Delete the default test that was generated, and replace it with

@Test
fun testTodos() {
   given().`when`().get("/todos").then().statusCode(200).body(containsString("[]"))
}

And make sure you add the following imports

import org.hamcrest.CoreMatchers.containsString;
import org.hamcrest.core.IsNot.not;

This test will test that if we call the URL /todos, which is our getAll, we return an empty JSON list.

One thing to note as we build up our test suite, is that we cannot guarantee the order that the tests are run. When we move on to the database section of this tutorial, I will show how we can clean-down the in-memory database before each test run, but for now, we will have to run all our tests inside a single @Test function.

Update the function to now look like the following.

@Test
fun testTodos() {
   // Check Empty (#1)
   given().`when`().get("/todos").then().statusCode(200).body(containsString("[]"))
   // Add one (#3)
   given().body("test todo").`when`().post("/todos").then().statusCode(200).body(containsString("test todo"), containsString("""{"id":1,"txt":"test todo","completed":false}"""))
   // Check not empty (#1)
   given().`when`().get("/todos").then().statusCode(200).body(not(containsString("[]")))
   // Get 1 (#2)
   given().`when`().get("/todos/1").then().statusCode(200).body(containsString("test todo"))
   // Update todo (#5)
   given().contentType("application/json").body("""{"id":1,"txt":"real todo","completed":true}""").`when`().put("/todos/1").then().statusCode(200).body(not(containsString("test")), containsString("real"), containsString("true"))
   // Check is updated (#2)
   given().`when`().get("/todos/1").then().statusCode(200).body(containsString("real todo"))
   // Delete Todo (#4)
   given().`when`().delete("/todos/1").then().statusCode(200).body(containsString("true"))
   // Check Empty (#1)
   given().`when`().get("/todos").then().statusCode(200).body(containsString("[]"))
   // Check can’t now retrieve single todo (#2)
   given().`when`().get("/todos/1").then().statusCode(204)
}

The tests should test the same order of manual tests that we carried out in manual testing section. I am not going to go into this in detail, as I hope the tests themselves should be self explanatory. One note on status code 204 means No Content, which is what is expected if nothing (null) is returned from our GET request.

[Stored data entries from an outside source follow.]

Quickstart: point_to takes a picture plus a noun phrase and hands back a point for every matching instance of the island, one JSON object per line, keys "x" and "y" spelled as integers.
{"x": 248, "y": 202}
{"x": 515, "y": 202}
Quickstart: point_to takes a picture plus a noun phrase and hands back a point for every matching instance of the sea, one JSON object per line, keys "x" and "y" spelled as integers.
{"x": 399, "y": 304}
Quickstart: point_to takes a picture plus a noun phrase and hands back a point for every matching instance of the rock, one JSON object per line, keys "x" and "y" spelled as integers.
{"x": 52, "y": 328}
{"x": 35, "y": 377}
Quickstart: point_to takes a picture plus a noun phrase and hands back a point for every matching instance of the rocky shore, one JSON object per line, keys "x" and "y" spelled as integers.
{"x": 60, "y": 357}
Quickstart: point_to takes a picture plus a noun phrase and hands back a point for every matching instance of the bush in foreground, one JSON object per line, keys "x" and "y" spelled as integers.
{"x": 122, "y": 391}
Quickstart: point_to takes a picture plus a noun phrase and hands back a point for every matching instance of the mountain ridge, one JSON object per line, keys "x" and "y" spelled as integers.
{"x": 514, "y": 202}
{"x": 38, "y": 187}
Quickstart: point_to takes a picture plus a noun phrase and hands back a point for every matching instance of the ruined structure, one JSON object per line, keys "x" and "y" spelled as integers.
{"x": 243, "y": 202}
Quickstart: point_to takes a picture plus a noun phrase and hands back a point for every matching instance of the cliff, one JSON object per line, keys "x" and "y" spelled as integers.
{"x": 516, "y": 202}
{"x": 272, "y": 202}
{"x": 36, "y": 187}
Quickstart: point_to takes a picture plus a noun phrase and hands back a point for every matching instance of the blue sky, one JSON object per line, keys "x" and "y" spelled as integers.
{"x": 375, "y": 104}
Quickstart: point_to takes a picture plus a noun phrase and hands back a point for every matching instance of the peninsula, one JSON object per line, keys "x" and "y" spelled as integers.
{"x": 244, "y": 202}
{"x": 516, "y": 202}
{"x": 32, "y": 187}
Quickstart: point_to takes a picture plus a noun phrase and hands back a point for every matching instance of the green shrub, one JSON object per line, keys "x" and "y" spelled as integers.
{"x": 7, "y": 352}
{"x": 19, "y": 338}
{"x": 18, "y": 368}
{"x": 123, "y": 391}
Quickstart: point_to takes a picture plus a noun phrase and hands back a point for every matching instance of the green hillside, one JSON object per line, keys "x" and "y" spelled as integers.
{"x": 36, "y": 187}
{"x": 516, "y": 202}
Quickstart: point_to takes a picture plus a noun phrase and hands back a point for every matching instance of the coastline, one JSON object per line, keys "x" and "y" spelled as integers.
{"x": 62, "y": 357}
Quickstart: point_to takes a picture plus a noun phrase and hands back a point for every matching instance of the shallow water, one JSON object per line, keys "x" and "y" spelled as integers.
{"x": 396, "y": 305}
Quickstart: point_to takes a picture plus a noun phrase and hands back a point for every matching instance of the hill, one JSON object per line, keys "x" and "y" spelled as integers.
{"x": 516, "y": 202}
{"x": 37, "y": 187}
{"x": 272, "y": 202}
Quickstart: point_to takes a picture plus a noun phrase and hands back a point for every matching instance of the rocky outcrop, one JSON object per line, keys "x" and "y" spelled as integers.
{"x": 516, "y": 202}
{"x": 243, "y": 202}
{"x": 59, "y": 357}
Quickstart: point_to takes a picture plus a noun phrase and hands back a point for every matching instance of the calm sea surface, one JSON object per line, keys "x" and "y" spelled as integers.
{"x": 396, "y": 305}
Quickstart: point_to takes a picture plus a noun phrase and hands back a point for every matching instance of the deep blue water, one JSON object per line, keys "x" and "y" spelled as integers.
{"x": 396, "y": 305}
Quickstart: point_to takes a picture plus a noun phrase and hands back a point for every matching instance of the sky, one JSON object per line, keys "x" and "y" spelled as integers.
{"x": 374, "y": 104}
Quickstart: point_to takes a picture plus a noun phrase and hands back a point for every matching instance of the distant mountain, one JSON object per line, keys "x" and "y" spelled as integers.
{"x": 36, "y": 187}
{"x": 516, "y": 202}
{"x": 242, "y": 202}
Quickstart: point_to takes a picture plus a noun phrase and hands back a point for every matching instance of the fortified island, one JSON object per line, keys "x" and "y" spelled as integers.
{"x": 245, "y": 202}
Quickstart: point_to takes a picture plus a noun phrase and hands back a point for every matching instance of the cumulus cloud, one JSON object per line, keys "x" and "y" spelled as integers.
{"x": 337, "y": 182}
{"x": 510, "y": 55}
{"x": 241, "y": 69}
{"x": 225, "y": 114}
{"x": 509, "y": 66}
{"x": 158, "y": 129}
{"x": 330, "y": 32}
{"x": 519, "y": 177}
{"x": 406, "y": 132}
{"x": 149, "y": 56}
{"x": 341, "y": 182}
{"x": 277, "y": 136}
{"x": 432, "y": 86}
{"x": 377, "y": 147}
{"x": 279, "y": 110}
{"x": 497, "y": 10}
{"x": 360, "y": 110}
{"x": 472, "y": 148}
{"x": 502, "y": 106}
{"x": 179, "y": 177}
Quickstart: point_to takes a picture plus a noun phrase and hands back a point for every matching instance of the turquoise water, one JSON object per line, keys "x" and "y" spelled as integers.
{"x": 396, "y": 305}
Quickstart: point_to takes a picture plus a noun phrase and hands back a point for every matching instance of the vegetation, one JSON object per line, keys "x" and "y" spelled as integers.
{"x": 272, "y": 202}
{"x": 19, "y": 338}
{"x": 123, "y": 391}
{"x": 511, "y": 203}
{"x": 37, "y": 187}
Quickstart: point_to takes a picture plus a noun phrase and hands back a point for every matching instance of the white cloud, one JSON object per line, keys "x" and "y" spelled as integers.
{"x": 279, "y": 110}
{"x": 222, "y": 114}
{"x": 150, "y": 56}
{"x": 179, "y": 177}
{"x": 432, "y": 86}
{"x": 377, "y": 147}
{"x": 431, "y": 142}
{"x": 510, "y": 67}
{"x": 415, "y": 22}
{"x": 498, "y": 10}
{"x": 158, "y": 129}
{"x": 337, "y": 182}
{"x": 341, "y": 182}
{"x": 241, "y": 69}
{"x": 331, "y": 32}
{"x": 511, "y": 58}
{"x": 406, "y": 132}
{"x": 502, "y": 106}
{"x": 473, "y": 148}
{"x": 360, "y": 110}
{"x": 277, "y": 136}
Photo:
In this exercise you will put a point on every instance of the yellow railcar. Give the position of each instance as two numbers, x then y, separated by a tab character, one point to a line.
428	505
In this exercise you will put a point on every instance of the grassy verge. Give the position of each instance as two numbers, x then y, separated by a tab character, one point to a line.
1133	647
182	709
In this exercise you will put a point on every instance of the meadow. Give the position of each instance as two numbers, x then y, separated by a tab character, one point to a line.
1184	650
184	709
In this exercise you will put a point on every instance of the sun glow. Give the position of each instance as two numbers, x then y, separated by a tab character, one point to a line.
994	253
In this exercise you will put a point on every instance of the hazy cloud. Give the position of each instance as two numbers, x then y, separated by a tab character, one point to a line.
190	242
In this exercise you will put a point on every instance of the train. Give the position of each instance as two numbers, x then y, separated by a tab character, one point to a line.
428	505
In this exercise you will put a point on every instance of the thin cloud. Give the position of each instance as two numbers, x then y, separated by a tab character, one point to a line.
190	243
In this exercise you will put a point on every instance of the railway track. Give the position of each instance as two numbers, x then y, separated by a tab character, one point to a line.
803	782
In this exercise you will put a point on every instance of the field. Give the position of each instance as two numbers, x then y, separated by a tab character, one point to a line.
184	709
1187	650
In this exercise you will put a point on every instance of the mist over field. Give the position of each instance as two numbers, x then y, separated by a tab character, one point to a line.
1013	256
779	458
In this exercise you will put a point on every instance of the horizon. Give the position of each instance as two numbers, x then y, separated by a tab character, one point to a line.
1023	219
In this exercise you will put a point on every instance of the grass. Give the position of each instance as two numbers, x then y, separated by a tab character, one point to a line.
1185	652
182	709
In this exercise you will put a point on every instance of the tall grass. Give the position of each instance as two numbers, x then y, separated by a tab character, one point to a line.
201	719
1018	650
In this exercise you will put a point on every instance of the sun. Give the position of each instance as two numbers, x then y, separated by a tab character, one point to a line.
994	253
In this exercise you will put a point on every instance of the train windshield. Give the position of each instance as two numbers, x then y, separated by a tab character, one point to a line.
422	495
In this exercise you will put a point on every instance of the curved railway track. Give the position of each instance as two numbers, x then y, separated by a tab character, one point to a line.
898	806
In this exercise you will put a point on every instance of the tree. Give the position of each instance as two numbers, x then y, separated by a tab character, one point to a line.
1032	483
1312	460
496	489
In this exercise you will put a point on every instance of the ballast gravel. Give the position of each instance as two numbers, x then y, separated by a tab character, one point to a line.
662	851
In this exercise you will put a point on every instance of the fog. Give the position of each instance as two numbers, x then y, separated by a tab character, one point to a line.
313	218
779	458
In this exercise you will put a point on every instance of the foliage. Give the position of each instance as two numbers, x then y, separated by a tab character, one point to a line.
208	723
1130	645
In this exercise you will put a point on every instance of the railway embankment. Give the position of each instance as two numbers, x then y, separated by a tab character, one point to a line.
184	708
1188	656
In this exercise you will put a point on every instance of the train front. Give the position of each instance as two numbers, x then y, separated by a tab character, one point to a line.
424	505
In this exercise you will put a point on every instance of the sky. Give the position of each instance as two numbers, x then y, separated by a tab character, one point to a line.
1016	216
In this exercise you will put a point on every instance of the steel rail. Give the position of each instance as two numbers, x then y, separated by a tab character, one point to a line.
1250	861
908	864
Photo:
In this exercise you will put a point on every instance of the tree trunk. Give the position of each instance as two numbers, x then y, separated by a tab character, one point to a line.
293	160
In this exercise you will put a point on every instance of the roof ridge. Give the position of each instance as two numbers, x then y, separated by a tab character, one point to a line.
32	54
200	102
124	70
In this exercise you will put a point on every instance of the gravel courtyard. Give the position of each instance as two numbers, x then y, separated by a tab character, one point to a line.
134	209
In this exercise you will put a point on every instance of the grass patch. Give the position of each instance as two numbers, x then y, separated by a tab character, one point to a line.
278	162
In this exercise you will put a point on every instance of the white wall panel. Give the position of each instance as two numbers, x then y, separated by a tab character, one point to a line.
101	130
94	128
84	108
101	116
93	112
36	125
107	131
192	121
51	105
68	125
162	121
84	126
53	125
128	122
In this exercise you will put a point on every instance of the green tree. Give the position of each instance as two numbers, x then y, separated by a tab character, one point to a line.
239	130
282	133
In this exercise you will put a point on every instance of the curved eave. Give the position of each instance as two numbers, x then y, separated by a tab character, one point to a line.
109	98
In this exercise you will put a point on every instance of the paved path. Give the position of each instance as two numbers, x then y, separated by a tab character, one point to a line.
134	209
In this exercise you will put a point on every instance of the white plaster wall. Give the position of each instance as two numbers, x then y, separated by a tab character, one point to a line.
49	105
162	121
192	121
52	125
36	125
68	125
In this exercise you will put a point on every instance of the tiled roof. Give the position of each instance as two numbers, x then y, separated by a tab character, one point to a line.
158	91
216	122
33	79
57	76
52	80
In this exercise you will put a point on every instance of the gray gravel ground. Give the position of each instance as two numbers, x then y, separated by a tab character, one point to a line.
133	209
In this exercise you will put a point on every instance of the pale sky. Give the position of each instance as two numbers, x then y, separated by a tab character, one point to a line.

To run the tests, you can use mvn test. The tests will also run when mvn package is executed.

Finally

And that is it. Part 1 complete. A simple REST service, written in Kotlin using the Quarkus framework.

In part 2, I will add a database and update the code to use the database instead of the ArrayList. This will include adding an in memory database for the unit testing.

In part 3, I will add a front end application to make use of the service, instead of the cURL.